A compact, 100-channel, microelectromechanical systems (MEMS) optical cross connect has been designed and built by a team of NTT Corp. engineers in Kanagawa, Japan. The device utilizes a pair of 10 X 10 MEMS micromirror arrays and can switch the signal on any of 100 input optical fibers to any of 100 output fibers.

High-capacity switches route telephone calls and data passing across any telecommunications system. Today, even though much long-haul transmission takes place over optical fibers, nearly all switching is done with conventional electromechanical devices. The optical pulses must be co>nverted to electrical signals, switched to the appropriate routes and converted back to optical pulses for the next transmission stages.
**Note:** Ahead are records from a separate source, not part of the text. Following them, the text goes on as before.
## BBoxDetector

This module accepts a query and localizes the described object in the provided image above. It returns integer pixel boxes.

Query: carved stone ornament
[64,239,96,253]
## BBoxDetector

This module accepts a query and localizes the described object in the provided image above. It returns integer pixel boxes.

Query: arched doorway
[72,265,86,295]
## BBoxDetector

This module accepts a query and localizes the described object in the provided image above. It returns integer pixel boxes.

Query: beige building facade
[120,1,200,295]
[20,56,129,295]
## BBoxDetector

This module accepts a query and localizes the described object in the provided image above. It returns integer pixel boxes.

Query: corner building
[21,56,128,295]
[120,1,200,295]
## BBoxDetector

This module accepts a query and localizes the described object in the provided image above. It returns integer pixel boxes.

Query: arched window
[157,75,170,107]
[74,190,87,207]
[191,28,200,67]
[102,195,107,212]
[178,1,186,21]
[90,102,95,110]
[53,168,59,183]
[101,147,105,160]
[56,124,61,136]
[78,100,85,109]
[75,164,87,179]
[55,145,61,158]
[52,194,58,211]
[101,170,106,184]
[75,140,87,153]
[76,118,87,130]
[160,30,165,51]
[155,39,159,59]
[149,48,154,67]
In recent years, much experimental effort has been devoted to designing high-capacity, purely optical switches for commercial networks.
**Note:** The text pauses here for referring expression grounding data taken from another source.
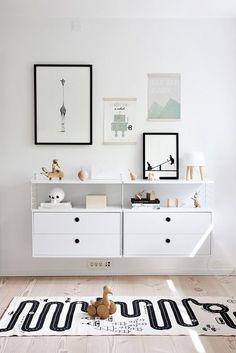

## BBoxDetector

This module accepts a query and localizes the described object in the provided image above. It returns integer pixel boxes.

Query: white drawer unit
[33,233,121,257]
[32,211,122,257]
[124,211,212,256]
[124,212,212,235]
[31,178,214,260]
[124,233,211,256]
[33,212,120,235]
In the NTT switch, the two 10 X 10 micromirror arrays face each other so that each of the 100 input fibers and each of the 100 output fibers has its own dedicated mirror (see figure).
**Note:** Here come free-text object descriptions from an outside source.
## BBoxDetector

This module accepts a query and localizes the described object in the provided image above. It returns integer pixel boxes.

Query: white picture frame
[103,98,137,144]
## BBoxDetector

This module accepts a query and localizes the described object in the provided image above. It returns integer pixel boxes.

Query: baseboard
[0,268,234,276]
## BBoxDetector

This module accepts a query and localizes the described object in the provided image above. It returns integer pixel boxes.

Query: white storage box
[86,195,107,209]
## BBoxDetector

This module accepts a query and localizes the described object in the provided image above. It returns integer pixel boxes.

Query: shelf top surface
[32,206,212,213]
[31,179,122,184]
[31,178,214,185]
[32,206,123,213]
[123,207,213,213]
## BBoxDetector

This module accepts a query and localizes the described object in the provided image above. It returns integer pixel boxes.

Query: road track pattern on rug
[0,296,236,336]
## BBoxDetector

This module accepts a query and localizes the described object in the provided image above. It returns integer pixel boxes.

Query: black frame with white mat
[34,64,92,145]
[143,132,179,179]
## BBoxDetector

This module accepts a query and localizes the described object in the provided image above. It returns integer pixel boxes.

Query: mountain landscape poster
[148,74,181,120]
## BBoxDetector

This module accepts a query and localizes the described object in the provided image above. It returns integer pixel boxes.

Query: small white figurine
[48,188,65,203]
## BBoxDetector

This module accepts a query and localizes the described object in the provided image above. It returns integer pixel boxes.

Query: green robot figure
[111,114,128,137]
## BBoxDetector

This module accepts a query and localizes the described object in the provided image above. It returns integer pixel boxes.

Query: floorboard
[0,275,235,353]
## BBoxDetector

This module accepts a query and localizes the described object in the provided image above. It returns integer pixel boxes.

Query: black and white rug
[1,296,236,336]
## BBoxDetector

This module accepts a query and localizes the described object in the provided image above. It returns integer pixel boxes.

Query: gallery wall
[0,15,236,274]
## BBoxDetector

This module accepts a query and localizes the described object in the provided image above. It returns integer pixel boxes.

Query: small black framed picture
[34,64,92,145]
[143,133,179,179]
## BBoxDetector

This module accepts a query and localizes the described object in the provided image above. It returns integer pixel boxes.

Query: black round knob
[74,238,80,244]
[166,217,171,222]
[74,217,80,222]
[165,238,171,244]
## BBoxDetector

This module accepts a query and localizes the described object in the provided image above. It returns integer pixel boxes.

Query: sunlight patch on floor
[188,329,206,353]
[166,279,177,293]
Three-Dimensional MEMS Device Switches 100 Channels

Each MEMS micromirror has two independent tilt axes.

Each micromirror comprises a reflective surface and an electrode substrate, fabricated from single-crystal silicon. The mirror assembly has two tilt axes, each defined by a pair of torsion springs. The 6:1 aspect ratio of these springs makes them very flexible, while still providing the strong physical mirror support required for reliable operation.

Tilting is accomplished by electrostatic force between the mirror and the electrode substrate. Each mirror is 600 µm in diameter and 10 µm thick and is spaced by 1.3 mm in the 10 X 10 array.

Precise positioning of the fibers with respect to the mirrors is crucial in three-dimensional MEMS switches and is an expensive step in the production of such devices. To hold down the cost of their switch, the researchers designed a two-dimensional array of single-mode fibers that can be passively assembled. They placed a metal microferrule on the tip of each fiber and inserted each fiber into a polymer substrate having an array of holes precisely aligned on 1.3-mm centers. They positioned a microlens array atop the polymer substrate, using a pair of dowel pins for alignment. They fabricated the microlens array using a precise injection-molding method.

Fiber alignment was accurate to within ±2 µm, ensuring low-loss transport across the switch. To reduce the loss further, the microferrules and both sides of the microlens arrays were antireflection-coated.

The entire MEMS switch module fits into a package that measures 8 X 6 X 3.5 cm. The researchers measured an insertion loss of only 4 dB, and the crosstalk between channels was less than –60 dB. The measured switching speed was 3 ms, with only slight ringing in some cases.